Distributed Optimal Tie-Line Power Flow Control for Multiple Interconnected AC Microgrids

Abstract

In a multi-microgrid system (MMG), the microgrids (MGs) are normally managed by independent operators. Distributed energy trading/scheduling schemes via interactions of these MG operators have been extensively investigated. How to coordinate these MGs to implement the acquired optimal schedule in the real time under constant load fluctuation while guaranteeing operational stability is seldom reported. Due to the intrinsic advantages of scalability, robustness, and fast response in comparison to the centralized scheme, a multi-agent based distributed optimal tie-line power flow control strategy is proposed to achieve this objective, which is facilitated by a regional communication network overlapping each MG and distributed sensors monitoring the tie-line power flows.
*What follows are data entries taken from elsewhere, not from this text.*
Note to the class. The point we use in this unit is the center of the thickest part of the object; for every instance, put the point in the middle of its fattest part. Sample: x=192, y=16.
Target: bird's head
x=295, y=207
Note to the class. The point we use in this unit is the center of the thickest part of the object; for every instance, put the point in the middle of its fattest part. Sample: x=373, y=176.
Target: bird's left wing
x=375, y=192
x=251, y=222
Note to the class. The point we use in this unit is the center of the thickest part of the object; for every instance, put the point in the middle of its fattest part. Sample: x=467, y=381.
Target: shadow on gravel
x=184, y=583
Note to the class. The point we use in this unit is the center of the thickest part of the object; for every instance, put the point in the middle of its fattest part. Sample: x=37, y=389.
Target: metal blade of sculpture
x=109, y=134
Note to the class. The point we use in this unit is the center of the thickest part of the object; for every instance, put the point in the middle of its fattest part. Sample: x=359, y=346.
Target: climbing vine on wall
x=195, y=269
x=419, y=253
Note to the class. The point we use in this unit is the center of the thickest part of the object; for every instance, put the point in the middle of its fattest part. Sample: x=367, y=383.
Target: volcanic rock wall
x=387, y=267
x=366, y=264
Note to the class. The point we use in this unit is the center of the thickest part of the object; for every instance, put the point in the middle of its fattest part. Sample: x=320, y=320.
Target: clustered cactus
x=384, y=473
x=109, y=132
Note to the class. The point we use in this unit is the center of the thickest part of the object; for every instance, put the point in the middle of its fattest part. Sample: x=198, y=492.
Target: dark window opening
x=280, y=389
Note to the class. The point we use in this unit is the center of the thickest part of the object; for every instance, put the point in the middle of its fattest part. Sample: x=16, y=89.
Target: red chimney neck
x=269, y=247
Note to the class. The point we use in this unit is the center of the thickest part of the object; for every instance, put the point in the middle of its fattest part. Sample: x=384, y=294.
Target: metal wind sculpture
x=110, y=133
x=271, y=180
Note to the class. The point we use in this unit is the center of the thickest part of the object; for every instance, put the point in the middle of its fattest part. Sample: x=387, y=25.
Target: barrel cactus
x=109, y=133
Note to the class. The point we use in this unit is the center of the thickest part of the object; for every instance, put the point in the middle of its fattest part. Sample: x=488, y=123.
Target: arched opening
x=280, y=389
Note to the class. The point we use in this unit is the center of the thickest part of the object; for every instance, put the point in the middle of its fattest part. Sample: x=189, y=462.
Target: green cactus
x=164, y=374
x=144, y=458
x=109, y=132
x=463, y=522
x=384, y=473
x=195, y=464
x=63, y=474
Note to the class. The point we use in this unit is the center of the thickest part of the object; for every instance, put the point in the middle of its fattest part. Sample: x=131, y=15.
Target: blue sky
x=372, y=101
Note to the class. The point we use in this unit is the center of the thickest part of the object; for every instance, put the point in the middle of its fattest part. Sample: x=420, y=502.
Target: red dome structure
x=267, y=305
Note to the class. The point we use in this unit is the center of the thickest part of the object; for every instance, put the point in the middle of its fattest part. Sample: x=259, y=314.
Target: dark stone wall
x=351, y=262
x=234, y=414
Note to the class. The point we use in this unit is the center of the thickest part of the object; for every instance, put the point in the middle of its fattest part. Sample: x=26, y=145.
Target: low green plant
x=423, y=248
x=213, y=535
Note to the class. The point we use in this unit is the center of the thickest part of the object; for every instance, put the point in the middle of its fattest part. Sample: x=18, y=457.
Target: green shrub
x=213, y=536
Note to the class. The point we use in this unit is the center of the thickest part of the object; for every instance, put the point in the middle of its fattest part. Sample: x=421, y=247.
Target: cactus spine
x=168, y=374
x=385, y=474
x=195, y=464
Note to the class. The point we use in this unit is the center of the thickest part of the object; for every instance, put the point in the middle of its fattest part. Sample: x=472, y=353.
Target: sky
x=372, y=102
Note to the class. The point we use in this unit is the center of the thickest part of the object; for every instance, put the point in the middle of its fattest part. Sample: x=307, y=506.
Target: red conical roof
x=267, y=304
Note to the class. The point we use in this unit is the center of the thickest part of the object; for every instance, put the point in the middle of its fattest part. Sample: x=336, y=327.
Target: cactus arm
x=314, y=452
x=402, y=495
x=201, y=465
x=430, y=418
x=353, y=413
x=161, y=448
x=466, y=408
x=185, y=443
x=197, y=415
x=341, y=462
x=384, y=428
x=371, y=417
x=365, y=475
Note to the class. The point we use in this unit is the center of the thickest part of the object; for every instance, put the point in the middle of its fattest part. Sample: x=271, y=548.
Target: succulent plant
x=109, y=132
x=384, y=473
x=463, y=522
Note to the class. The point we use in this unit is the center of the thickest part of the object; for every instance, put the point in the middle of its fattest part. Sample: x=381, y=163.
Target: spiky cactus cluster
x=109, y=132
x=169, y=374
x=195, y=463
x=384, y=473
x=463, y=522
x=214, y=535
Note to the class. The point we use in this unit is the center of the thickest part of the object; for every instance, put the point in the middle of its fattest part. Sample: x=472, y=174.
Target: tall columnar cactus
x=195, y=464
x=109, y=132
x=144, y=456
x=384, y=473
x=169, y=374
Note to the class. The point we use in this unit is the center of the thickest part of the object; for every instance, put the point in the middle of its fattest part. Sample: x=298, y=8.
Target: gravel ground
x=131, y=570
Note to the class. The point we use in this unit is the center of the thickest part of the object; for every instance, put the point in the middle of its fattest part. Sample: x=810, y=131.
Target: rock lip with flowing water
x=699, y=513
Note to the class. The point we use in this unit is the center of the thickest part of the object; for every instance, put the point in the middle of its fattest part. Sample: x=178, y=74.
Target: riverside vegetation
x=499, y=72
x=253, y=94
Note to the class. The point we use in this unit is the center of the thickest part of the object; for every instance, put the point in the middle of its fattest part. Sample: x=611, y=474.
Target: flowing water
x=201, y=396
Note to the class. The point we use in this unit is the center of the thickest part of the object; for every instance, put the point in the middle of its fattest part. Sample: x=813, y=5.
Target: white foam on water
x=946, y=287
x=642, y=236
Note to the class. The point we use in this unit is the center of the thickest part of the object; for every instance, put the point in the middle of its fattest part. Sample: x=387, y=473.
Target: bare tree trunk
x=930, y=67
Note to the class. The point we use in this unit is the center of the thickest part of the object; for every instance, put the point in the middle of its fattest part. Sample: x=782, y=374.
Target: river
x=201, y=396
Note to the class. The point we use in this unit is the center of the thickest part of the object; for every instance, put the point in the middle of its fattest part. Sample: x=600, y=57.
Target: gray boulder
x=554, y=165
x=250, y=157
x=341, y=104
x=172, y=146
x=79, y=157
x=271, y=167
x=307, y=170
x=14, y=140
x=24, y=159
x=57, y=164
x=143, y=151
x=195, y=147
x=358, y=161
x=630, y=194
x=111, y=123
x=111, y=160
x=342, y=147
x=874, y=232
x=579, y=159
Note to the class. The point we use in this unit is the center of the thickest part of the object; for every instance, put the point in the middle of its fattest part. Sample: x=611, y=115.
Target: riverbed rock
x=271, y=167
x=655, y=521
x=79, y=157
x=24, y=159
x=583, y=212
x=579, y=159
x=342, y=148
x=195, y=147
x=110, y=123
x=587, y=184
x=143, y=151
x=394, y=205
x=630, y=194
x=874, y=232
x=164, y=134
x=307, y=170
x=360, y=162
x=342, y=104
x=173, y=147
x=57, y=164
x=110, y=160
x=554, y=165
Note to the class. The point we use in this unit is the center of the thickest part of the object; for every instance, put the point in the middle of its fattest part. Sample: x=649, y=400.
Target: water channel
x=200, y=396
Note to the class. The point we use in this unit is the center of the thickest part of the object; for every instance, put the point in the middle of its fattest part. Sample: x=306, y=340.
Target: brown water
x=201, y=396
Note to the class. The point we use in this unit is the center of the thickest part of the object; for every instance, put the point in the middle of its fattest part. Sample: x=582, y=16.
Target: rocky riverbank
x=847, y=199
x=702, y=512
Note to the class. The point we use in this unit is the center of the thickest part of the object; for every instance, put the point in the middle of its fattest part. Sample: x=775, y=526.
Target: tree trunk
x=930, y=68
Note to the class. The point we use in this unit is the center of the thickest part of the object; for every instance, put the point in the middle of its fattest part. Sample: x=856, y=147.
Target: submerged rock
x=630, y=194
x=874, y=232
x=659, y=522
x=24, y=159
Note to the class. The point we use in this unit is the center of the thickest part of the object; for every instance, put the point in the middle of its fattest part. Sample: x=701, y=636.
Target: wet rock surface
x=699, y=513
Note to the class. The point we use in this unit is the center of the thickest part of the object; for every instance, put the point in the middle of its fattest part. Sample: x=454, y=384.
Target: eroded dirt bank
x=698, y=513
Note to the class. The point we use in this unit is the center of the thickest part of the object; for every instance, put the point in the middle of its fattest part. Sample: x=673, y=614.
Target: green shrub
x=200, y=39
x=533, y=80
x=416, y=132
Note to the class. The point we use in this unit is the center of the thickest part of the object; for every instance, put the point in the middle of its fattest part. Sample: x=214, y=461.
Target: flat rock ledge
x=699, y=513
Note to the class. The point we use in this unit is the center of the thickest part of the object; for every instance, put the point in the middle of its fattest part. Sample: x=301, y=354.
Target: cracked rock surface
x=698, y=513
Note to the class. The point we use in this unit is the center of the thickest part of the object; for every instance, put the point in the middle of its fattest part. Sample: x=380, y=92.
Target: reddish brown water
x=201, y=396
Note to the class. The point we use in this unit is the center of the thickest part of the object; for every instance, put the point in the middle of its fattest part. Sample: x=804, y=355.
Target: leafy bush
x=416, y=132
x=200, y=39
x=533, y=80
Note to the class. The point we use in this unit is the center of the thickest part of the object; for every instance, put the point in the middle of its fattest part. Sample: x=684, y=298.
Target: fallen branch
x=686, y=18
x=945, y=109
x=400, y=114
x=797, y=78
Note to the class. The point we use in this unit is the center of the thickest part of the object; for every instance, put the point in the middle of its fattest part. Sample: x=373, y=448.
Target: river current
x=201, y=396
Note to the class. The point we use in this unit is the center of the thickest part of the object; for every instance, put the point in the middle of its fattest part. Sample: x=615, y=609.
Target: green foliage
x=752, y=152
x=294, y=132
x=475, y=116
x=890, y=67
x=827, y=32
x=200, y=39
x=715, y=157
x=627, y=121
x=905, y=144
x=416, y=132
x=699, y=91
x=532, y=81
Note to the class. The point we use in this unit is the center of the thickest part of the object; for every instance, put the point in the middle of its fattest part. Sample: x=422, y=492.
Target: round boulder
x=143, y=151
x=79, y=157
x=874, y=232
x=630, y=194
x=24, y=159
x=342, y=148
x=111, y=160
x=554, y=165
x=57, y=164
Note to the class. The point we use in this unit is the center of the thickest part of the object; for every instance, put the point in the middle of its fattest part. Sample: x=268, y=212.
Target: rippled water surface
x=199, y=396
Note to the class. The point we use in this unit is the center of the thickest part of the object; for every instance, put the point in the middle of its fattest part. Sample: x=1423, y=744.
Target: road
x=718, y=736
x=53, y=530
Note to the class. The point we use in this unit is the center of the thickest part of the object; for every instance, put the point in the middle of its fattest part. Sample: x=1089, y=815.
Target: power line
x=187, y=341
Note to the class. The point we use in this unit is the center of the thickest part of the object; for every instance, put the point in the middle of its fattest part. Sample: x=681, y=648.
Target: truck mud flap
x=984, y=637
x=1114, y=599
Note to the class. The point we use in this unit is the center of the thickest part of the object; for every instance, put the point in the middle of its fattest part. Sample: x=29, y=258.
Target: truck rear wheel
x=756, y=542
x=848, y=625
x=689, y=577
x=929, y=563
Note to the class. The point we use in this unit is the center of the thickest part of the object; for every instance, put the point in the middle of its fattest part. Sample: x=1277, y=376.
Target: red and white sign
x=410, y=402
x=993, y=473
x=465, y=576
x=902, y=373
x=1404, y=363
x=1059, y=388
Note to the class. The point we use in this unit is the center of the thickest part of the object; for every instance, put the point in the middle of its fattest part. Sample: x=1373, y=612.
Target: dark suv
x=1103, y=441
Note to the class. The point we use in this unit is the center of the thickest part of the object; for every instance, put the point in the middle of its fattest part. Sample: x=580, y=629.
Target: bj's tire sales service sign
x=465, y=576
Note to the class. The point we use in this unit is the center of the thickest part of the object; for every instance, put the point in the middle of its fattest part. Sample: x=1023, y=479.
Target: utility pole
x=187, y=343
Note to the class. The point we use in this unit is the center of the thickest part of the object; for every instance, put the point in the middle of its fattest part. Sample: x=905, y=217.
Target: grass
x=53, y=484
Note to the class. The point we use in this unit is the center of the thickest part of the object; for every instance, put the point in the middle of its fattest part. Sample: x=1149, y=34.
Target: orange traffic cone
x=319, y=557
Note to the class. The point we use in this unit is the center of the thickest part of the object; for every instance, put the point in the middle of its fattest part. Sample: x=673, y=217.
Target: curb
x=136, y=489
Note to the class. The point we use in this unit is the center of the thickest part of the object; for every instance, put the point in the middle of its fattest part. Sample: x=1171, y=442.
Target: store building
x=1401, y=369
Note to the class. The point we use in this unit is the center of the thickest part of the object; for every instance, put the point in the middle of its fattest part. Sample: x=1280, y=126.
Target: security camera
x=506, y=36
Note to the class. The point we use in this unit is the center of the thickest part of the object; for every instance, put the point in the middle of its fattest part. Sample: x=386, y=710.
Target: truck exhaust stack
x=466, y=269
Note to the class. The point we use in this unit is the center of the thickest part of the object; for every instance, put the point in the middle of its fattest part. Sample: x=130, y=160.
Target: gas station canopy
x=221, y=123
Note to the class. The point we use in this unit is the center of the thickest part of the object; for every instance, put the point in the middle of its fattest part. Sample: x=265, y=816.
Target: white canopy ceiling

When the MMG is operated in the grid-connected mode, the proposed scheme can maintain the scheduled tie-line power flows among the MGs in the presence of any disturbance by adjusting the real-time power outputs of the distributed energy resources proportionally. When the MMG is islanded, frequency recovery can be further achieved via a local frequency feedback mechanism. Convergence of the proposed approach is analytically proved. Simulation results in a four-MG system modified from the IEEE 34-bus test feeder system validate the effectiveness and efficiency of the proposed approach in both grid-connected and islanded modes.